In patients with type 2 diabetes, intensive blood-pressure control (targeting systolic BP <120 mm Hg) significantly reduced cardiovascular events compared to standard treatment (systolic BP <140 mm Hg), though it was associated with increased risks of symptomatic hypotension and hyperkalemia.

In children aged 6 to <12 years with obesity, liraglutide (3.0 mg daily, combined with lifestyle interventions) significantly reduced BMI and body weight compared to placebo with lifestyle interventions, though it was associated with increased gastrointestinal side effects.

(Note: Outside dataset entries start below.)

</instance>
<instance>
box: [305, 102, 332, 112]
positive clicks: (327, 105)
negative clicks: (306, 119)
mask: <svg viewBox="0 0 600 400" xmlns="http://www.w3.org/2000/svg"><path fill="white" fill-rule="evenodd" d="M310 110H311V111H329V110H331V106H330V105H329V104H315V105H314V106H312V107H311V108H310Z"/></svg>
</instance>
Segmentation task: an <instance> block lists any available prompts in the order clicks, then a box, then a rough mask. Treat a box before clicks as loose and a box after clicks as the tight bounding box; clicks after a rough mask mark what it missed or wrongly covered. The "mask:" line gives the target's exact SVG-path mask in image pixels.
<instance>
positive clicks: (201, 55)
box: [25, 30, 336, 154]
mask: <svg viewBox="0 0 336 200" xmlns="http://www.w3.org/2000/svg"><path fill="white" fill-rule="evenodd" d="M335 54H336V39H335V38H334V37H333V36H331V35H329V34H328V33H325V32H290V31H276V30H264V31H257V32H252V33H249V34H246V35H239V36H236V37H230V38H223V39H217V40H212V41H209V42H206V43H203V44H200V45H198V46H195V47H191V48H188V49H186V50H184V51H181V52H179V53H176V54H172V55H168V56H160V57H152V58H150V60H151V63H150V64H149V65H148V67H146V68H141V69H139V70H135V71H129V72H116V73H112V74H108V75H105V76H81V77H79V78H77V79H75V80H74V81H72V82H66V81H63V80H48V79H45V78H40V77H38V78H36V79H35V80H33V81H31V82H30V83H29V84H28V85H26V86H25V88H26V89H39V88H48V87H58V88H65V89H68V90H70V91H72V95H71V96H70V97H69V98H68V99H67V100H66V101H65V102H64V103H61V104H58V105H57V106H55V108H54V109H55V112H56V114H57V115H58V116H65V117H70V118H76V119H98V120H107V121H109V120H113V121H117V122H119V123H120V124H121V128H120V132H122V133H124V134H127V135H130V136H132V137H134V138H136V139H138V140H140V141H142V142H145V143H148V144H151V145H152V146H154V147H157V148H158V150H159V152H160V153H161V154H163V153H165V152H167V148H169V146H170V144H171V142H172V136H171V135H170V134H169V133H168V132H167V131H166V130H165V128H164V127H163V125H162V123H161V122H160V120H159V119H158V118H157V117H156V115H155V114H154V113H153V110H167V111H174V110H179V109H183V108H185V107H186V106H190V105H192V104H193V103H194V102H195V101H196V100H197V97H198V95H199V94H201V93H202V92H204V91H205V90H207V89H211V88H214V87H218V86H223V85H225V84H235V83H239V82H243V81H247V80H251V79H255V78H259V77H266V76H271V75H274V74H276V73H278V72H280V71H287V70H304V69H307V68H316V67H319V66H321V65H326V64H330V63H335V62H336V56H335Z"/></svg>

In adults with moderate-to-severe obstructive sleep apnoea (OSA) and obesity, tirzepatide significantly reduced the apnea-hypopnea index (AHI) and body weight compared to placebo, with notable improvements in sleep-related outcomes and cardiovascular risk factors, albeit with increased gastrointestinal side effects.

In patients with obesity and knee osteoarthritis, once-weekly semaglutide (2.4 mg) significantly reduced body weight and pain compared to placebo, though it was associated with gastrointestinal side effects.

In adults with type 2 diabetes inadequately controlled with metformin (alone or with sulfonylurea), oral semaglutide (7 mg and 14 mg) significantly reduced HbA1c and body weight compared to sitagliptin over 26 weeks, while the 3 mg dose showed no significant benefit.

In patients with inadequately controlled type 2 diabetes on SGLT-2 inhibitors, adding semaglutide significantly improved HbA1c and reduced body weight compared to placebo, though it was associated with an increased frequency of gastrointestinal side effects.

In patients with type 2 diabetes at high cardiovascular (CV) risk, oral semaglutide demonstrated non-inferior cardiovascular safety to placebo, showing no significant increase in major adverse cardiovascular events (MACE), which included cardiovascular death, non-fatal myocardial infarction, and non-fatal stroke.

In adults with obesity (BMI ≥30 kg/m²), daily subcutaneous semaglutide significantly promoted weight loss compared to liraglutide and placebo, with gastrointestinal symptoms as the main side effect.

In patients with type 2 diabetes inadequately managed on diet and exercise (with or without metformin), daily subcutaneous semaglutide significantly improved glycaemic control and promoted weight loss compared to both liraglutide and placebo, though it was associated with higher gastrointestinal side effects.